Senada dengan itu, Panglima TNI Laksmana TNI Yudo Margono yang hadir untuk menyaksikan pertunjukan tersebut menyampaikan apresiasinya atas pagelaran ini. Diharapkan jiwa patriotisme, keberanian maupun nasionalisme yang ditunjukkan oleh Laksamana Malahayati dapat diwariskan serta menginspirasi para generasi penerus bangsa. 

ARTIS PAPAN ATAS

Dalam pertunjukan ini, TNI AL sebagai eksekutif produser menggandeng sejumlah nama besar di dunia seni pertunjukan. Artis Marcella Zalianty yang bertindak produser sekaligus sebagai pemeran utama, Arswendi Bening sebagai Sultan Aceh, Cut Mini yang memerankan sosok ibu Laksamana Malahayati, dan Teuku Rifnu Wikana sebagai suami Malahayati, serta Aulia Sarah yang memerankan Cut Limpah. 

Pentas ini disutradarai oleh Iswandi Pratama dibantu Jay Soebijakto selaku penata artistik, dan Toro Arto sebagai pimpinan produksi. Ikut dilibatkan Nya Ina Raseuki atau Ubiet sebagai pelantun lamen dan koreografer senior Hartati sebagai penata gerak, dan penata musik dipercayakan kepada Indra Perkasa. 

Banyak hal menarik disajikan pada pementasan teaterikal Laksamana Malahayati.
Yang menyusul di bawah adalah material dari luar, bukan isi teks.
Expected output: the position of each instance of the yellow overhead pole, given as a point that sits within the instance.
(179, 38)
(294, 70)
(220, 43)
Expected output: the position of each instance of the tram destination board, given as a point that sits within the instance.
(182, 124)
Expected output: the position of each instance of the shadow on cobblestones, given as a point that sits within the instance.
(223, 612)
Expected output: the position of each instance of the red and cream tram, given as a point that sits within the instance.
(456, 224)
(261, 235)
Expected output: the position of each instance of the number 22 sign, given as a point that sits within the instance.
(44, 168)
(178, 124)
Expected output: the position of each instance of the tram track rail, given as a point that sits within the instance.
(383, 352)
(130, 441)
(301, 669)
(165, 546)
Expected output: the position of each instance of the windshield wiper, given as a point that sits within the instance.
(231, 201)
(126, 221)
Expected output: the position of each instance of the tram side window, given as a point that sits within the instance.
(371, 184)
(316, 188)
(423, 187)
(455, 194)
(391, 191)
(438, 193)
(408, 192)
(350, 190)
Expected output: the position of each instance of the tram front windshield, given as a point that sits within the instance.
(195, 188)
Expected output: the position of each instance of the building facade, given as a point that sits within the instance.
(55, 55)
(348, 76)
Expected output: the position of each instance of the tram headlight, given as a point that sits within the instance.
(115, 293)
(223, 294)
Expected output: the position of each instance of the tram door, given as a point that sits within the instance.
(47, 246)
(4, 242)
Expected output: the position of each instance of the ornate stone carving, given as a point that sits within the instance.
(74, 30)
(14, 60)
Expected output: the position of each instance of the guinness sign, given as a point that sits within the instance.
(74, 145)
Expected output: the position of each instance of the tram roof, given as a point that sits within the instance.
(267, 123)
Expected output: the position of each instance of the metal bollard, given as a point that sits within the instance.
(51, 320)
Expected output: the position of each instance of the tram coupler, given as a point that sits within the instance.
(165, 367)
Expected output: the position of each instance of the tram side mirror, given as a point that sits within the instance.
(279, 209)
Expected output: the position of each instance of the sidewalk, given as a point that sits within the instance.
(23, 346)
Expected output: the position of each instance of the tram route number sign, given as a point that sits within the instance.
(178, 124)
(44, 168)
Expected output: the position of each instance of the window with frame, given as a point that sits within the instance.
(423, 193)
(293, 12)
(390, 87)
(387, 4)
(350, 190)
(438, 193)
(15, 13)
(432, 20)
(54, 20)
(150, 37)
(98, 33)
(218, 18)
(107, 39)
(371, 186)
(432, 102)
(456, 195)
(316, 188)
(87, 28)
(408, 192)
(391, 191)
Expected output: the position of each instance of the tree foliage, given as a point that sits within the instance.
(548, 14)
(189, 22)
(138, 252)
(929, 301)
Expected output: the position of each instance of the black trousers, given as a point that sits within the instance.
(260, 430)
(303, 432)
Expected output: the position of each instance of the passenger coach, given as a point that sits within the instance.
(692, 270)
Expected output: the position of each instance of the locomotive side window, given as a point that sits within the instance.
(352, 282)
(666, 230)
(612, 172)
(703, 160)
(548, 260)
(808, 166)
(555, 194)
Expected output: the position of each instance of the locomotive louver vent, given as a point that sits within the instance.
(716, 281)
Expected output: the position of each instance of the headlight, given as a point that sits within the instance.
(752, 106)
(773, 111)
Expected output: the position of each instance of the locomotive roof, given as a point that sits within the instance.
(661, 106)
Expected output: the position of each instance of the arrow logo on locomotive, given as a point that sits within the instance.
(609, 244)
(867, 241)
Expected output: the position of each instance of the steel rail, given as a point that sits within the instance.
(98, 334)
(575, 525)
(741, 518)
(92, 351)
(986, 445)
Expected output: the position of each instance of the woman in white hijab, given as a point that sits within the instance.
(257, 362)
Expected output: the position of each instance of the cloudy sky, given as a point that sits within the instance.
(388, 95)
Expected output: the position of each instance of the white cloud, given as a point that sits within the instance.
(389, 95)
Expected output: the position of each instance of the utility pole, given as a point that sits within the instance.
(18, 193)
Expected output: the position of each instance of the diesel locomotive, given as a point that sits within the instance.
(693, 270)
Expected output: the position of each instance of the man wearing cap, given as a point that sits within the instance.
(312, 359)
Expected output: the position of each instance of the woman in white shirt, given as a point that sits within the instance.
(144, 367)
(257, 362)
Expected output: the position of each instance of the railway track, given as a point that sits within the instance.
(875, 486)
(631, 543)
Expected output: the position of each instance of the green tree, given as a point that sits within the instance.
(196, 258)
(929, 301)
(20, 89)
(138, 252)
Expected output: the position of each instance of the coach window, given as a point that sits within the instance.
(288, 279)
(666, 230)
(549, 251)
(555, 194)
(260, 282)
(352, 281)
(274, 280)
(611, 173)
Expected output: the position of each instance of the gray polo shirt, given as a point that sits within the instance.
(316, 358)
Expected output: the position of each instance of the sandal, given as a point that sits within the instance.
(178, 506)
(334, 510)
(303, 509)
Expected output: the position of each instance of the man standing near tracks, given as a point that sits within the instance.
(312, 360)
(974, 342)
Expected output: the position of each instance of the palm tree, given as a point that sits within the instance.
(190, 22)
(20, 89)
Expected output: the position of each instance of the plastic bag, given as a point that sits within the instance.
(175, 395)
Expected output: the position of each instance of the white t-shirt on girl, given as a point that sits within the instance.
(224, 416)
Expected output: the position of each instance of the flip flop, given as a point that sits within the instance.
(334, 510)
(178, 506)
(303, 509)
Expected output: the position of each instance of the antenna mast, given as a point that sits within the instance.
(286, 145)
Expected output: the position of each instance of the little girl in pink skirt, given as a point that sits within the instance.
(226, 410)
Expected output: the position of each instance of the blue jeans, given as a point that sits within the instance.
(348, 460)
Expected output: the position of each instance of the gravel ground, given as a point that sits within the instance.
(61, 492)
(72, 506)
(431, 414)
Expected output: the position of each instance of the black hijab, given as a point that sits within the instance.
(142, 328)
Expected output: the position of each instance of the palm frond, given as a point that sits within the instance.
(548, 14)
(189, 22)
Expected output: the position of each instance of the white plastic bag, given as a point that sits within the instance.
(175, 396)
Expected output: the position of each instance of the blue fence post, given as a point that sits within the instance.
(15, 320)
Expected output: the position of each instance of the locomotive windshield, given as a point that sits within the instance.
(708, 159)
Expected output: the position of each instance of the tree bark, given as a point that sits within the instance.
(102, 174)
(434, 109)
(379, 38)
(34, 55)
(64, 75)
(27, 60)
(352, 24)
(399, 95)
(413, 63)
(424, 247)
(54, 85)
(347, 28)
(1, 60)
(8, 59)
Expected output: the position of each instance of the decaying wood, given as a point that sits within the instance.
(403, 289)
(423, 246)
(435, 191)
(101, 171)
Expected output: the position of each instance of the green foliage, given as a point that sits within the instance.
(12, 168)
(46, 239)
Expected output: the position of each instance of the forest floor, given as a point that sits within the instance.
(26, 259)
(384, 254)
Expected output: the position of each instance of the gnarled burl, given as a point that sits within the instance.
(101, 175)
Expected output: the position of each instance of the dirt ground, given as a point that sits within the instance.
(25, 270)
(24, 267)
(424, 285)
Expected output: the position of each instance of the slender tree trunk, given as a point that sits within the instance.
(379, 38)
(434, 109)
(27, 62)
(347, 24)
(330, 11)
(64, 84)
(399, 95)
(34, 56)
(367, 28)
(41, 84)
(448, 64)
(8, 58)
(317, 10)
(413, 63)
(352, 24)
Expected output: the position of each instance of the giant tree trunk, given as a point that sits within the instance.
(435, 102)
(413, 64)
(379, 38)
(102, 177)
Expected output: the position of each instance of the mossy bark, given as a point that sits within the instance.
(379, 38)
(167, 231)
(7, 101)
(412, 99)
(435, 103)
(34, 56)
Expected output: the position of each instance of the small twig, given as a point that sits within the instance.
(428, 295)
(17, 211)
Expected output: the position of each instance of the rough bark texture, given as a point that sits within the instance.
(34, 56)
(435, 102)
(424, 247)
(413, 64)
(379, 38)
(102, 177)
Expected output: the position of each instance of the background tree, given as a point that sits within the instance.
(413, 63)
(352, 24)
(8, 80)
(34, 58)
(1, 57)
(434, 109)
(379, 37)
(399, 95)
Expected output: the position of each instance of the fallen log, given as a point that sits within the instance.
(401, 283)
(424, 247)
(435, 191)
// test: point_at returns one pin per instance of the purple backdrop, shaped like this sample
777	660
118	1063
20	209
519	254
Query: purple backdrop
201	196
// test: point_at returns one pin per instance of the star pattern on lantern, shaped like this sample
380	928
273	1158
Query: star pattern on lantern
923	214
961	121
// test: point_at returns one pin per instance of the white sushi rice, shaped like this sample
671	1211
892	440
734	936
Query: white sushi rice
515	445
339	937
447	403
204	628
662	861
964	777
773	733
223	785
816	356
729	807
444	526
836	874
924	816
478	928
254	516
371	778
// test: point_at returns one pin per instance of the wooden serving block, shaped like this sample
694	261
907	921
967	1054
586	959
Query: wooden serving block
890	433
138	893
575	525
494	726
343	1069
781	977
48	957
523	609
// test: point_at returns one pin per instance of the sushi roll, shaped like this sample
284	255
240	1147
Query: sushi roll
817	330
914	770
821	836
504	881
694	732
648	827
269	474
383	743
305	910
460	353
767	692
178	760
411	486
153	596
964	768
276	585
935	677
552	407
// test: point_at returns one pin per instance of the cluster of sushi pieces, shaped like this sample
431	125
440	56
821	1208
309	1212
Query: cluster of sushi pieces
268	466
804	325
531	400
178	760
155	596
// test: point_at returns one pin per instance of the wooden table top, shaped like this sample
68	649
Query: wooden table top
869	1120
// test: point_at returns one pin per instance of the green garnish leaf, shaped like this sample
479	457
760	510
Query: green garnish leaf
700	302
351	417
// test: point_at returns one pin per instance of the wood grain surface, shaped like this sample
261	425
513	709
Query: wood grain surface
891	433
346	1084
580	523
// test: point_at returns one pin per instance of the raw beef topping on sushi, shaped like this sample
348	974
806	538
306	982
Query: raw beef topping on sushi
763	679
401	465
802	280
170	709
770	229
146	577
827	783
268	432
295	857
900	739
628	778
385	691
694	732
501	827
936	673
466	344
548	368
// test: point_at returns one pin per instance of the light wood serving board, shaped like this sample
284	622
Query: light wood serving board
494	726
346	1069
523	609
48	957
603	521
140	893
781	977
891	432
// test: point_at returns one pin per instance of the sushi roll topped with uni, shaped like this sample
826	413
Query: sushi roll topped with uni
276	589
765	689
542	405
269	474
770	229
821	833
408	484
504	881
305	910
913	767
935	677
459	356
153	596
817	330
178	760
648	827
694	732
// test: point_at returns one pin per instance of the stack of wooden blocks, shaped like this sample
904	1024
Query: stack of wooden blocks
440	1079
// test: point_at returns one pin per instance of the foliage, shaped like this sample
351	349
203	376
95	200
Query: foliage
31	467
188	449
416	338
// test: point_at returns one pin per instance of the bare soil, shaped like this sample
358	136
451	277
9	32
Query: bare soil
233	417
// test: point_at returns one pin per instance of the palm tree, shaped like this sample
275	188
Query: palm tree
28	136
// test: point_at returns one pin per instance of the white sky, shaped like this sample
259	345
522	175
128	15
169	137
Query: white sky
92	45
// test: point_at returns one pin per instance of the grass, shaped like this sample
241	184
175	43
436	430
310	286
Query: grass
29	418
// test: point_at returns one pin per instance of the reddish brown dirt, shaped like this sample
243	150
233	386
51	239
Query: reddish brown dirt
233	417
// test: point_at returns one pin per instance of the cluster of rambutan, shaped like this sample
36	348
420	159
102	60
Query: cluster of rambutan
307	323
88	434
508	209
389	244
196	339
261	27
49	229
Selain adegan pertempuran kolosal yang menggambarkan prajurit Inong Balee dengan serdadu asing, juga ditampilkannya replika kapal perang ke atas panggung pertunjukan.

Jay Soebijakto selaku penata artistik mengatakan replika itu dibuat berdasarkan riset yang telah dilakukan.

"Replika kapal perang merupakan hasil riset selama beberapa waktu dan dihasilkan sebuah bentuk kapal terbuat dari rangka baja yang dapat dibongkar pasang (knock-down) berukuran tinggi 3,5 meter dan panjang 10 meter," kata Jay yang merupakan anak dari KSAL pertama, Laksamana R. Soebijakto yang memimpin TNI AL pada 1948.

Sejumlah pejabat tinggi negara dan TNI - Polri turut hadir menyaksikan teatrikal Jalasena Laksamana Malahayati. Para tokoh yang hadir di antaranya Wapres RI Ke-11 Boediono, Panglima TNI Laksamana TNI Yudo Margono, Kepala Staf Angkatan Laut (Kasal) Laksamana TNI Muhammad Ali, Kepala Staf Angkatan Udara (Kasau) Marsekal TNI Fadjar Prasetyo, Kapolri Jenderal Pol. Listyo Sigit Prabowo.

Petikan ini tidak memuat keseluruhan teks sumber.